Behörden in Baden-Württemberg warnen: Viele Corona-Infektionen auf private Feiern zurückzuführen | SWR Aktuell Baden-Württemberg | SWR Aktuell – SWR

Nach zahlreichen Corona-Infektionen rücken private Feiern in den Fokus der Behörden in Baden-Württemberg. Ein Großteil der Infektionen sei mittlerweile auf solche Feiern zurückzuführen, wie eine Sprecherin des Sozialministeriums am Dienstag auf Anfrage mitteilte. Reiserückkehrer machten nur noch etwa ein Drittel der Neuinfektionen aus.

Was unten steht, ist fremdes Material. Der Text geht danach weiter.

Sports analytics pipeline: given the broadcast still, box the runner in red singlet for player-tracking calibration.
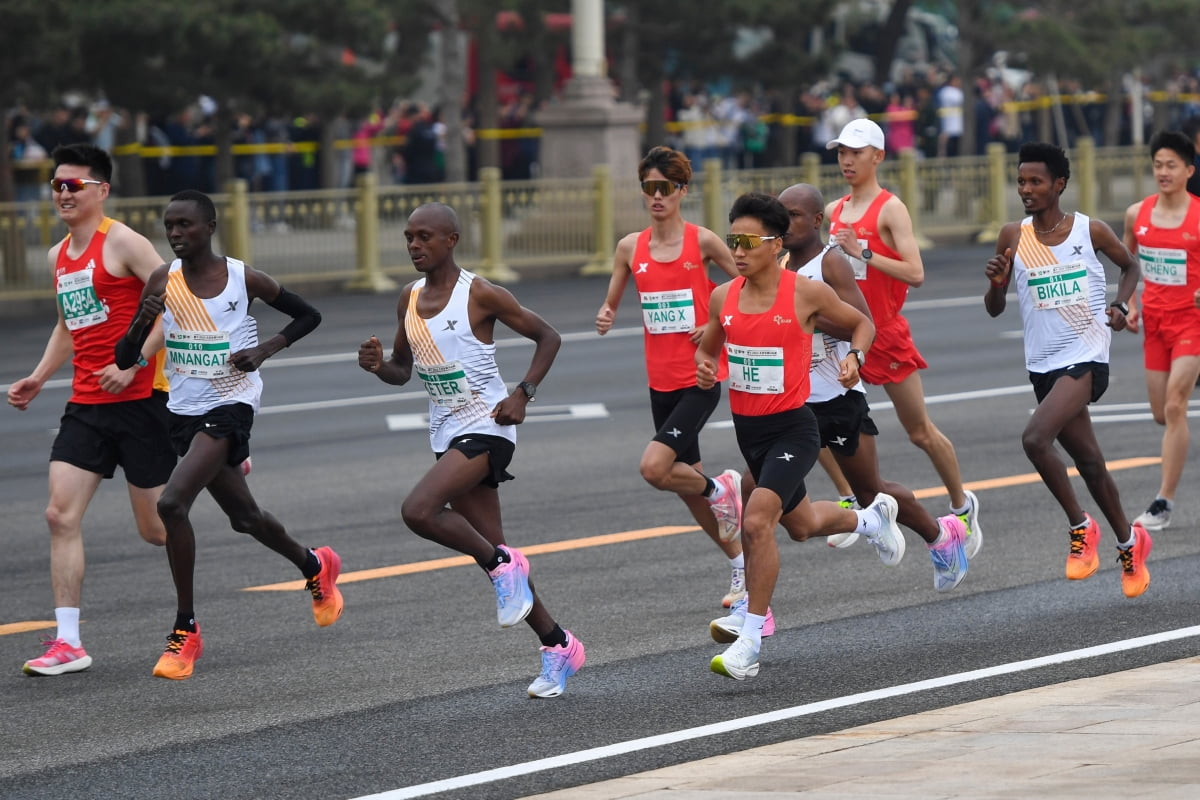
[1124,131,1200,530]
[826,120,983,558]
[596,148,745,608]
[8,144,175,675]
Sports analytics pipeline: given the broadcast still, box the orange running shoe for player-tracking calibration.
[1117,522,1154,597]
[154,625,204,680]
[304,547,343,627]
[1067,513,1100,581]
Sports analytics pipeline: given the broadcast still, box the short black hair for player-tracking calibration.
[1150,131,1196,167]
[170,188,217,222]
[50,143,113,184]
[730,192,792,236]
[1016,142,1070,184]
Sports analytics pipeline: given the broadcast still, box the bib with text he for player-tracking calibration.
[167,331,235,379]
[55,270,108,331]
[416,361,473,408]
[638,289,696,333]
[725,343,784,395]
[1138,245,1188,287]
[1026,261,1087,311]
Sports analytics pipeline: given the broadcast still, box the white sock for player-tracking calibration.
[740,612,767,648]
[854,509,880,534]
[54,607,82,648]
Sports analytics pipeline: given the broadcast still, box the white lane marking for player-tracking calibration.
[388,400,608,431]
[353,625,1200,800]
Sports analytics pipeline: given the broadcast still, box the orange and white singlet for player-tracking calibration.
[629,223,727,392]
[54,217,157,404]
[1133,194,1200,313]
[721,270,812,416]
[829,190,908,330]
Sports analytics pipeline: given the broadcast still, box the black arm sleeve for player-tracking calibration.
[113,317,154,369]
[266,287,320,347]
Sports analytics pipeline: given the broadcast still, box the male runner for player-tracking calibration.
[984,143,1153,597]
[596,146,745,608]
[826,120,983,558]
[359,203,584,697]
[696,192,904,680]
[115,190,342,680]
[8,144,175,675]
[779,184,967,591]
[1124,131,1200,530]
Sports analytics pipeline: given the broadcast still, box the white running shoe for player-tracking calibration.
[952,491,983,559]
[864,492,904,566]
[708,636,758,680]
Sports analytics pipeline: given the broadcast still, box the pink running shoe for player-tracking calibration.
[708,469,742,542]
[22,639,91,675]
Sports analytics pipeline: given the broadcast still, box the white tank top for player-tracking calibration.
[162,257,263,416]
[1013,212,1112,373]
[796,245,866,403]
[404,270,517,452]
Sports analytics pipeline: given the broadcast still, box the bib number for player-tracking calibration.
[1138,245,1188,287]
[725,343,784,395]
[640,289,696,333]
[167,331,236,379]
[55,270,108,331]
[415,361,474,408]
[1026,261,1088,311]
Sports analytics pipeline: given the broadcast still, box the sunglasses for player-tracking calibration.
[50,178,104,194]
[642,181,684,197]
[725,234,780,249]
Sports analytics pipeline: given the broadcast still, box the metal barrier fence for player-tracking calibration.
[0,139,1153,300]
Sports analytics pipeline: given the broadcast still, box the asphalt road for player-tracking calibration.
[0,247,1200,799]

Im Land waren in den vergangenen Tagen Dutzende Infektionen nach Feiern bekannt geworden. So wurden etwa nach einer Geburtstagsfeier in einem Stadtteil von Schwäbisch Hall 14 Menschen positiv auf das Coronavirus getestet. Davon hatten acht an der Party teilgenommen. Bislang seien 48 Feiernde getestet worden. Einzelne Abstriche von Partygästen und Kontaktpersonen stehen noch aus. An der Party hatten den Angaben nach am 5. September mindestens 70 Menschen teilgenommen. Dem Gesundheitsamt liege eine Anwesenheitsliste vor. Womöglich waren aber Gäste auf der Feier, die nicht auf der Liste stehen.

Laut Corona-Verordnung sind private Feiern mit bis zu 100 Teilnehmern erlaubt. Einen ähnlichen Fall gibt es derzeit in Dettingen im Kreis Reutlingen. Ebenfalls nach einer Geburtstagsfeier sind bislang 25 Menschen positiv auf das Coronavirus getestet worden. Betroffen sind acht Schulen und vier Fußballvereine. Weitere Fälle gebe es in Unternehmen.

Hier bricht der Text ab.